Join two tables to combine related records

Run this query. Count the rows returned. How many rows are in the job table? How many are in the work table? How do those numbers relate to the row count you observed?

-- Match each job entry to the work records for that job.
select *
from job join work
limit 10;

Show explanation

A query that should pair each job with its matching work records instead returns every possible combination of rows from both tables because the on clause is missing; a join without an on condition (or equivalent where condition) is a Cartesian product, producing rows equal to the product of the two table sizes.

Shows: that a join without a matching condition is almost never correct and how to recognise a Cartesian product by its unexpectedly large row count.

To find it: count the rows in job and the rows in work, then multiply.
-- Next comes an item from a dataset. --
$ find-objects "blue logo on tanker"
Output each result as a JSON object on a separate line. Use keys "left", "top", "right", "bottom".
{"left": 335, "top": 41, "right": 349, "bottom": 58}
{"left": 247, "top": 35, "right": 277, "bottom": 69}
If the query result has exactly that many rows, the join produced a Cartesian product, which means the on clause is missing.

Total donations where some records are empty

Run this query and check the total column for each person. Which person has a null total? What jobs did that person do, according to the work table?

-- Show total credits earned per person.
-- People who only did jobs not in the job table should show 0, not null.
select work.person, sum(job.credits) as total
from work left join job
on work.job = job.name
group by work.person
order by work.person;

Show explanation

A query that uses a left join to include all people shows null instead of 0 for a person whose jobs produce no credit values, because sum() of an all-null group returns null; the bug is not wrapping the sum in coalesce(…, 0).

Shows: how coalesce provides a fallback value for null results and why left joins often require it.

To find it: look for null values in the total column of the result. Then run select person, job from work where person = '<name with null total>' to confirm that person has work records. The null total comes from sum() over an all-null group — wrap it in coalesce(..., 0) to return zero instead.

Match employees to their department records

Run this query. Does every person appear? Compare the num_surveys counts to what you get from select count(*) from survey group by person_id. Do the numbers match?

-- List each person's full name and the number of surveys they have done.
select
    person.personal || ' ' || person.family as full_name,
    count(*) as num_surveys
from person join survey
on survey.person_id = survey.person_id
group by person.person_id
order by person.family, person.personal;

Show explanation

A query that should join people to their surveys instead produces a Cartesian product because the on clause compares survey.person_id to itself (which is always true) rather than to person.person_id; the bug is a copy-paste error that left the table name on the left side of on as survey instead of person.

Shows: how to carefully check on conditions when the same column name appears in both tables.

To find it: compare num_surveys in the join result to select count(*) from survey group by person_id. If every person shows the same num_surveys equal to the total number of survey rows, the on clause is always true and is joining every row to every other row.

Find pairs of employees in the same department

Run this query and look at a few rows. Use the person table to verify which people are supervisors and which are subordinates. Are the labels in the output correct?

-- For each person, show their full name and their supervisor's full name.
select
    pa.personal || ' ' || pa.family as person_name,
    pb.personal || ' ' || pb.family as supervisor_name
from person pa join person pb
on pa.person_id = pb.supervisor_id
order by pa.family, pa.personal;

Show explanation

A self-join query that should display each person's name alongside their supervisor's name has the labels reversed: the on condition pa.person_id = pb.supervisor_id makes pa the supervisor and pb the subordinate, but the aliases label pa as person_name and pb as supervisor_name; the bug is swapping the alias names.

Shows: how to reason about the direction of a self-join and how to verify the result against the underlying data.

To find it: pick one row from the result and look up both IDs in the person table. If the person labeled supervisor_name is actually listed as a subordinate in the raw data, the alias names in the query are reversed.